No setor do comércio, de acordo com a Pnad Contínua, o aumento de contratações com carteira assinada foi de 3,6% em relação ao mesmo período do ano passado, uma diferença de 7 mil empregos a mais. Segundo o presidente da ACA (Associação do Comércio do Amazonas), Ataliba David Antônio Filho, esse pequeno crescimento deve-se a algumas atividades do setor que devido a datas alusivas do período como o início das aulas e o dia das mães, que contribuíram para o aumento nas vendas no mercado.
"Tudo é uma cadeia produtiva. Se a indústria vai bem, o comércio também vai. Os segmentos de papelaria e livraria contribuíram muito com as vendas de material escolar. Tivemos o mês das mães com o segmento de calçados, perfumarias e vestuários, que devido as vendas levaram as lojas a contratar. Porém, esse aumento não representa o comércio como o todo e sim alguns segmentos pontuais", explicou.

Serviços

Já o setor de serviços mostrou um crescimento de 3% neste primeiro trimestre, com 34 mil contratações a mais em relação ao mesmo período do ano passado, que registrou 73 mil postos de trabalho, principalmente nos setores de alojamento e restaurantes.

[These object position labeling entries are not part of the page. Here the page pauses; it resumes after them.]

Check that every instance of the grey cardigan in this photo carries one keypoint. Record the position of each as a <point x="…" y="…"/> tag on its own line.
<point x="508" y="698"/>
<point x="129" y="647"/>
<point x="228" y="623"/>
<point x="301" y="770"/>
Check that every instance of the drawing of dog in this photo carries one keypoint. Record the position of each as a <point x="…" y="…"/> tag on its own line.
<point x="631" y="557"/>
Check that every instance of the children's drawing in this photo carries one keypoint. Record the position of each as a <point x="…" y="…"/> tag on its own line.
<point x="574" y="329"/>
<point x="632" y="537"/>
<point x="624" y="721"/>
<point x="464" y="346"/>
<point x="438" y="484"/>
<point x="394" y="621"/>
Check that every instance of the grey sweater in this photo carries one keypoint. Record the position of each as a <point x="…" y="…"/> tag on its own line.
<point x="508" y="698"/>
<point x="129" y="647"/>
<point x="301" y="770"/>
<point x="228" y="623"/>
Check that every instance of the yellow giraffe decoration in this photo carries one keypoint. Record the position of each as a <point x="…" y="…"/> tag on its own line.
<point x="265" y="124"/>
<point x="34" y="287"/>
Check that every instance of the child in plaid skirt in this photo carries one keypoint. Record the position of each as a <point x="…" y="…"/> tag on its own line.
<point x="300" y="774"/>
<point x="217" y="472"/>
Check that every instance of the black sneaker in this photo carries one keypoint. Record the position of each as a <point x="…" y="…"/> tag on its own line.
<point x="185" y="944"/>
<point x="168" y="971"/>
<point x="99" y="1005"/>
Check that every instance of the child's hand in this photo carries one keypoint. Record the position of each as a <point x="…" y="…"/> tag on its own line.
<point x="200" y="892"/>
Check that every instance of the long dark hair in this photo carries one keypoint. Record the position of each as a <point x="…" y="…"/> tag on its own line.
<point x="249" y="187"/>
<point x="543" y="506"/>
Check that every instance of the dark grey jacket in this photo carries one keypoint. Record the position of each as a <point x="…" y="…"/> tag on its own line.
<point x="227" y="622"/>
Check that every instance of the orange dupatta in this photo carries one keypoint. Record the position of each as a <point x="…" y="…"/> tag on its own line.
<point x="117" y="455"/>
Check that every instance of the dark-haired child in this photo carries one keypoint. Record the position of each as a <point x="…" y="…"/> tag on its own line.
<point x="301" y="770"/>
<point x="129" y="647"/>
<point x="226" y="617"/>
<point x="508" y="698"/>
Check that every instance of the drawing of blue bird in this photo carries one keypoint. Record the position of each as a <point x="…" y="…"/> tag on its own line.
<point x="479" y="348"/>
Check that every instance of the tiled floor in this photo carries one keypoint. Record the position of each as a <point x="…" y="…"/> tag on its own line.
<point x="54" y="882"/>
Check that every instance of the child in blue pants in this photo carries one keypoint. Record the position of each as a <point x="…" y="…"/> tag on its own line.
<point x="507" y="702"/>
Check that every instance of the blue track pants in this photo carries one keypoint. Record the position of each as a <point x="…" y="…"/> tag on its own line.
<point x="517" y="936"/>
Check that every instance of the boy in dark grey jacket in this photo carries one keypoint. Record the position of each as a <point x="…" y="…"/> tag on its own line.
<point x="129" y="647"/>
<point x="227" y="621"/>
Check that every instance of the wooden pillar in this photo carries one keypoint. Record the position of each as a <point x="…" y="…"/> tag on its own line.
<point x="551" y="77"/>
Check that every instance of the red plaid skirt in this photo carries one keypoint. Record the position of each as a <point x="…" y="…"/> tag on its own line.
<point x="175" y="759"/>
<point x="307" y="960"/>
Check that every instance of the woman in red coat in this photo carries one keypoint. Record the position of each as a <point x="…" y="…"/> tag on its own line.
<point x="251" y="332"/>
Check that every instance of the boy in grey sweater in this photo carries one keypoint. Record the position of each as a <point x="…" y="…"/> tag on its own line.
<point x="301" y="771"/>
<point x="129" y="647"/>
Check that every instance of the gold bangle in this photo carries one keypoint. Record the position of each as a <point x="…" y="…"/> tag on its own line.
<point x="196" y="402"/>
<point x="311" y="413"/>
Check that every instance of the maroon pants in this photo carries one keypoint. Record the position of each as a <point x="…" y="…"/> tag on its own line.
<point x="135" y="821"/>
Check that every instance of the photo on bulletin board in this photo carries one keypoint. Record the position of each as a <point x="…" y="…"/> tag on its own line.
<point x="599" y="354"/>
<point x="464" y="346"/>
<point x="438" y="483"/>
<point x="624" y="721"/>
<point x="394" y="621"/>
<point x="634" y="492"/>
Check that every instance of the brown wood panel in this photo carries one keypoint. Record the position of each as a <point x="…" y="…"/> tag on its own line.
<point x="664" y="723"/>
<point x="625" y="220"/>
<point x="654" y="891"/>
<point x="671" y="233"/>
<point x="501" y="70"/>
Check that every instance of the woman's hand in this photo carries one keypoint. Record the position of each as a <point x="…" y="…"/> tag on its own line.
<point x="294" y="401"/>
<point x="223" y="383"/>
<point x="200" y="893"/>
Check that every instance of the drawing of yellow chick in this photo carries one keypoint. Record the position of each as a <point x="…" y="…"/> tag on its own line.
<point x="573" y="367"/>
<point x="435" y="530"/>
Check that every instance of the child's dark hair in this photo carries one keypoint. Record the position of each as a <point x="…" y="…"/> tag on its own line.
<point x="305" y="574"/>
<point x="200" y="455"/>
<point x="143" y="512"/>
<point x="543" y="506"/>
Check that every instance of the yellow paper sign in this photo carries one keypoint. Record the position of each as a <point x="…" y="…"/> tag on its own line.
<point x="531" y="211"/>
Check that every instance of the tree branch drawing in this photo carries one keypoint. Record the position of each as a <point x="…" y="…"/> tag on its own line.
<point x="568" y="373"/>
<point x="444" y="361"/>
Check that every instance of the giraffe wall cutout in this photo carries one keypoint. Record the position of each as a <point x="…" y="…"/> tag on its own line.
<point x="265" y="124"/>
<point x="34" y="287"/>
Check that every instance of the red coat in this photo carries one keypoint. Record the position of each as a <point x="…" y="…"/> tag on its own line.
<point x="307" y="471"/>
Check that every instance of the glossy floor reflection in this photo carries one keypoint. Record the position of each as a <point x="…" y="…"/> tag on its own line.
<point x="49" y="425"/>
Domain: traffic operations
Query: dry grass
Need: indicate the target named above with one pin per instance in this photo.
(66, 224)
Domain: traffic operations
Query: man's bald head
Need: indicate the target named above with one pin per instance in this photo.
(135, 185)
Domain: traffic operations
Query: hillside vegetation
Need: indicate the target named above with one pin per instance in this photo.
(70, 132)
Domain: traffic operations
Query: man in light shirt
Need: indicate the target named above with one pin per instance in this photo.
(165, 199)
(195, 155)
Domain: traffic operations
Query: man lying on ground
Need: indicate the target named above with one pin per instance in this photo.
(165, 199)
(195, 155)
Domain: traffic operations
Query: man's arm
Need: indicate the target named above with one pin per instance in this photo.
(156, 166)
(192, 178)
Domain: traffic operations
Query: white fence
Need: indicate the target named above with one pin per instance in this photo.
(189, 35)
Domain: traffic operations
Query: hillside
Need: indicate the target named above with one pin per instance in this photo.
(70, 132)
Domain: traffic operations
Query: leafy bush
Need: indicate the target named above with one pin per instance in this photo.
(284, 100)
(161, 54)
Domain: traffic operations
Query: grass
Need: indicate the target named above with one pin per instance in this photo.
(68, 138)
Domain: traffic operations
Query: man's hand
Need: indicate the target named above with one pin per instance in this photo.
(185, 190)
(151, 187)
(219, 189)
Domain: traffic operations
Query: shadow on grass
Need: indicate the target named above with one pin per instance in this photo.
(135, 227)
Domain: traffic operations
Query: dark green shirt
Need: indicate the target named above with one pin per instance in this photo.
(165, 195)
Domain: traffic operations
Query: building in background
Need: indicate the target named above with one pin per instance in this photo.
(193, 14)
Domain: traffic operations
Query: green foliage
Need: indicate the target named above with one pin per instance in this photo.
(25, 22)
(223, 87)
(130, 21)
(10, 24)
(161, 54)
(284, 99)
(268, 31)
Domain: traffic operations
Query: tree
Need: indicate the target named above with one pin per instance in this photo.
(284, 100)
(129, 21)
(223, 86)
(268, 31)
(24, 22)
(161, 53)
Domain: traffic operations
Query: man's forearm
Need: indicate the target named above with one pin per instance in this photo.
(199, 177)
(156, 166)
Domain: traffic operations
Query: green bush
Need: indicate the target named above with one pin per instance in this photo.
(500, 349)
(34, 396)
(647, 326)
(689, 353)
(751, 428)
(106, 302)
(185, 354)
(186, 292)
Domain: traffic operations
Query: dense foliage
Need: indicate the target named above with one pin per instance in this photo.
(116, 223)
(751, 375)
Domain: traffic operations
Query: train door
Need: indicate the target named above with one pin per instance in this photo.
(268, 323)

De acordo com o economista da Fecomércio-AM (Federação do Comércio do Amazonas) José Fernando, o setor tem características próprias por se tratar de uma área muito dinâmica, que depende da realização de muitos eventos, para manter a economia em movimento.

Taxa de desocupação

A taxa de desocupação do Amazonas no primeiro trimestre de 2018 ficou em 13,9%. A variação em relação ao trimestre anterior foi de 0,4 pontos percentuais. Já na comparação com igual trimestre do ano anterior, a diferença foi de -3,8 ponto percentual. A pequena variação no trimestre, colocou o Estado na décima segunda posição no ranking da taxa de desocupação entre as unidades da federação com maiores taxas.

Em Manaus, a taxa de desocupação no mesmo trimestre foi de 17,5% com variação em relação ao trimestre anterior de -0,1 pontos. A diferença em relação ao mesmo trimestre do ano anterior foi de -2,8%.